5) What challenges or uncertainties do you expect to face?

The participant-centered approach enabled by Open Humans is innovative but unfamiliar. Adoption by the academic community will take time and leadership – studies can take years to plan and conduct. We also need to educate: to describe why this matters, why it’s better, and to be advocates for changing what society expects from research.

I also worry that society may be at a pivotal moment. Which platform will connect people and their data to research? Centralization often occurs as attention is focused on a few solutions – examples include Facebook (closed) and Wikipedia (open). If centralization happens, we’ll be locked in: the technologies and formats used will have a strong influence on the future of human subjects research.

There are new entities similar to Open Humans that are commercial and far less “open”, e.g. 23andMe’s “23andWe” program and PatientsLikeMe’s “Data For Good” campaign. Both invite contributions of data and effort to research – and both are closed models that sell access to their data and/or cohort (largely to pharmaceutical companies). For-profit goals encourage these companies to guard access to their cohorts and data, reinforcing the closed values of the status quo.

Will society adopt an approach that is open or closed? Existing closed commercial efforts pose a large challenge, but there are reasons for optimism. Open approaches are valued by researchers and participants, especially in the context of altruism and science.

6) What part does openness play in your idea?

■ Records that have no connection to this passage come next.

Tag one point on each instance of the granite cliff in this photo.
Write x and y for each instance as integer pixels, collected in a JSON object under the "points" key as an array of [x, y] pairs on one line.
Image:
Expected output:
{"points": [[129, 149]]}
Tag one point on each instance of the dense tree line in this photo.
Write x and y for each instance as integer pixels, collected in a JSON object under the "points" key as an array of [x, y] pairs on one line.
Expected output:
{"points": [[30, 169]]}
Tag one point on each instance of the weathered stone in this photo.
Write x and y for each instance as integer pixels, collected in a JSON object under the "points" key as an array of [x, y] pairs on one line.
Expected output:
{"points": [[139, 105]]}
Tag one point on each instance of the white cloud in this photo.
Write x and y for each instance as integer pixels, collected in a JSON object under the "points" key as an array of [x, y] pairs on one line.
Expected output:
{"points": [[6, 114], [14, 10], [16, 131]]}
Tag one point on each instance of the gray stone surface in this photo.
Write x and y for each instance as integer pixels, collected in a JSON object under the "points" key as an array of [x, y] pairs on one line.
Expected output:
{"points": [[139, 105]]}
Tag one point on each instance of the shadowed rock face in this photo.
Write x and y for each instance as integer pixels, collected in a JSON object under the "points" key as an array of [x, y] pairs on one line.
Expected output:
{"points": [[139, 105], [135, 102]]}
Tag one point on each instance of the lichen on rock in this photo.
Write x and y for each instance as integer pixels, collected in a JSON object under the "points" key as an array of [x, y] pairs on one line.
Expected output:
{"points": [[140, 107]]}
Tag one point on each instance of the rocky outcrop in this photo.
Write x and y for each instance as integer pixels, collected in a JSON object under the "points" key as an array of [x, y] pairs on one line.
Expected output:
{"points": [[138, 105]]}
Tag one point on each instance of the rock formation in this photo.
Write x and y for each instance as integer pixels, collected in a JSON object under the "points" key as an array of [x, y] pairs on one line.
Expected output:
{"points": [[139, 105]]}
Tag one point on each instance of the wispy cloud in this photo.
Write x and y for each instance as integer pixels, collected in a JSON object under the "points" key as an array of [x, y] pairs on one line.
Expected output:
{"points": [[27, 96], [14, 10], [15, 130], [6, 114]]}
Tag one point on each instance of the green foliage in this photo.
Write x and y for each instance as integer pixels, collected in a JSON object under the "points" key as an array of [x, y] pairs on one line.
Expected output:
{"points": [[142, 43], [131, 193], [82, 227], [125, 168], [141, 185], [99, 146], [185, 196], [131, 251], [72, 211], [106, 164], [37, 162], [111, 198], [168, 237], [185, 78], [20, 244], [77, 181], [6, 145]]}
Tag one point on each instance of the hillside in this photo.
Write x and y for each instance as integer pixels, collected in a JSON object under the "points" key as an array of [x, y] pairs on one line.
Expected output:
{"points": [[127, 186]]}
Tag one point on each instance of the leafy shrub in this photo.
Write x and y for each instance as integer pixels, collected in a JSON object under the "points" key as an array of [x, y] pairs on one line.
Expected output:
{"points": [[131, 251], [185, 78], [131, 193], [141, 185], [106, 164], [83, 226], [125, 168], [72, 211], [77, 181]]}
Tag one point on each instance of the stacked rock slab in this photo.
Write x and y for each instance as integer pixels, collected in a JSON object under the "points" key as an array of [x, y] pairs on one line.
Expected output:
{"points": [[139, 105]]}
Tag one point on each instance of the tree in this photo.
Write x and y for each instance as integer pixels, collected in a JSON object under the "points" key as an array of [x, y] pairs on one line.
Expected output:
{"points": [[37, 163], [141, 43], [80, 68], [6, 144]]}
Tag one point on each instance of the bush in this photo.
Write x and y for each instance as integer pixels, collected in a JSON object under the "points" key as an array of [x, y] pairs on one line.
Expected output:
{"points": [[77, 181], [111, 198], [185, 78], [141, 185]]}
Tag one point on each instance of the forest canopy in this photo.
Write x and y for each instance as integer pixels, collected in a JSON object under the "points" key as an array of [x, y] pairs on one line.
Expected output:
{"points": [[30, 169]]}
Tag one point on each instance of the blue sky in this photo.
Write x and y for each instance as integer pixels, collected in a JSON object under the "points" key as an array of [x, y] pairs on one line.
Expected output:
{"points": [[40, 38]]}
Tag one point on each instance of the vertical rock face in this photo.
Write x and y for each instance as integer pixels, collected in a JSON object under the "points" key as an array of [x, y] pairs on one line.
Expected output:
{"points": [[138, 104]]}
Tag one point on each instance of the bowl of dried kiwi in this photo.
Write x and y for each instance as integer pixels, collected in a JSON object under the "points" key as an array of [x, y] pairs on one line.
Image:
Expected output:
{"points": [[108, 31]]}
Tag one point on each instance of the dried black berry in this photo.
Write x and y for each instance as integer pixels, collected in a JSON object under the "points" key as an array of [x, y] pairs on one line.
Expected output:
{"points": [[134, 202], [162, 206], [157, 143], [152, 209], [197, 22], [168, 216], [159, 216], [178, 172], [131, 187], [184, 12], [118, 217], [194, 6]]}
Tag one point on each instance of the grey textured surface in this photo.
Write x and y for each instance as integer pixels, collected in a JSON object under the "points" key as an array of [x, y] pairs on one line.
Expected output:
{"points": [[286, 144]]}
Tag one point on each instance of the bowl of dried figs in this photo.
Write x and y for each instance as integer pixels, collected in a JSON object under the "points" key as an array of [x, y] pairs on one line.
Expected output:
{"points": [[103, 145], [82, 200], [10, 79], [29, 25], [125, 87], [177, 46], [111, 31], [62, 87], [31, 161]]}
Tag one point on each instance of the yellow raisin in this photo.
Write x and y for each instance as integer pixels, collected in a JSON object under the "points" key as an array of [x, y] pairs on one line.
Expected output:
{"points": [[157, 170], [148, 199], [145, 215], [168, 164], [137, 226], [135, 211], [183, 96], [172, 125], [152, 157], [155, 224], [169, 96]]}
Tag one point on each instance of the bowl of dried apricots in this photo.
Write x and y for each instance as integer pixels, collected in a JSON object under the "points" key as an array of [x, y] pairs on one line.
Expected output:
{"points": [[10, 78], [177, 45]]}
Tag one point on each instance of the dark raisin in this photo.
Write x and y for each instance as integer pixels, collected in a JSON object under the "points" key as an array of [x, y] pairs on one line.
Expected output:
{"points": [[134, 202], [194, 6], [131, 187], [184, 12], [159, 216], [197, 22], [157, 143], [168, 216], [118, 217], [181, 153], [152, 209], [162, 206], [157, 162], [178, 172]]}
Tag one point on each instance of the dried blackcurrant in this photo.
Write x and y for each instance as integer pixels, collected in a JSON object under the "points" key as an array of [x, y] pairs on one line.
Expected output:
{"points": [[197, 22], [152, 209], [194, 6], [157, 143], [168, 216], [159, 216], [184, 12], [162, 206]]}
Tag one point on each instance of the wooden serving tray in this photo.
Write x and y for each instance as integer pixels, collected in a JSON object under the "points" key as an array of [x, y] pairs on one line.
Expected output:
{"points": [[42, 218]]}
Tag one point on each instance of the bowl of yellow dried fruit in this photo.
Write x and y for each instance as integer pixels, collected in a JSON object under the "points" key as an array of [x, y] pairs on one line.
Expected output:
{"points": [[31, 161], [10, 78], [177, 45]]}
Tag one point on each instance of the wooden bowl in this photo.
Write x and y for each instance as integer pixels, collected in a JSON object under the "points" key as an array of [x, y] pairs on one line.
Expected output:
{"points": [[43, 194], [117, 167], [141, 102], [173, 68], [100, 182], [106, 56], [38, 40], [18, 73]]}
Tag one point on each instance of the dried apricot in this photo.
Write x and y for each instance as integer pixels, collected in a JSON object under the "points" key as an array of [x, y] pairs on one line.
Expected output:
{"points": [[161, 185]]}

I think there are many ways to pursue openness in human subjects research. Reflecting this, Open Humans is open on many levels – from our open source code to our “open garden” for projects on the site.

Initially, we focused on data sharing by individuals – publicly, or privately with projects. We continue to support this: members decide when to share their data, creating a participant-led data resource.

We also support studies returning data to participants. This makes it possible for individuals to aggregate data, and choose to share it.

Through this, we have something new: a sort of open cohort. An indefinite number of studies can invite the same participants to join, and studies can return data to member accounts where it can be shared with other studies.

The “projects” aspect of Open Humans is also open: we require ethics board certification to be listed as a study, but the platform is open to non-study projects. Citizen scientists can create projects, apps, and tools. For example…

  • A volunteer has created an open source app that adds iPhone HealthKit data to accounts. This has already been used by a study at ASU.
  • Citizen hackers at the Nightscout Foundation have enabled export from glucose monitors, and a registry study at Univ of Michigan plans to invite contributions of this data.

I am thrilled and inspired by these examples of how citizen-led efforts can contribute to “real” science, made possible by a combination of technology platform and community.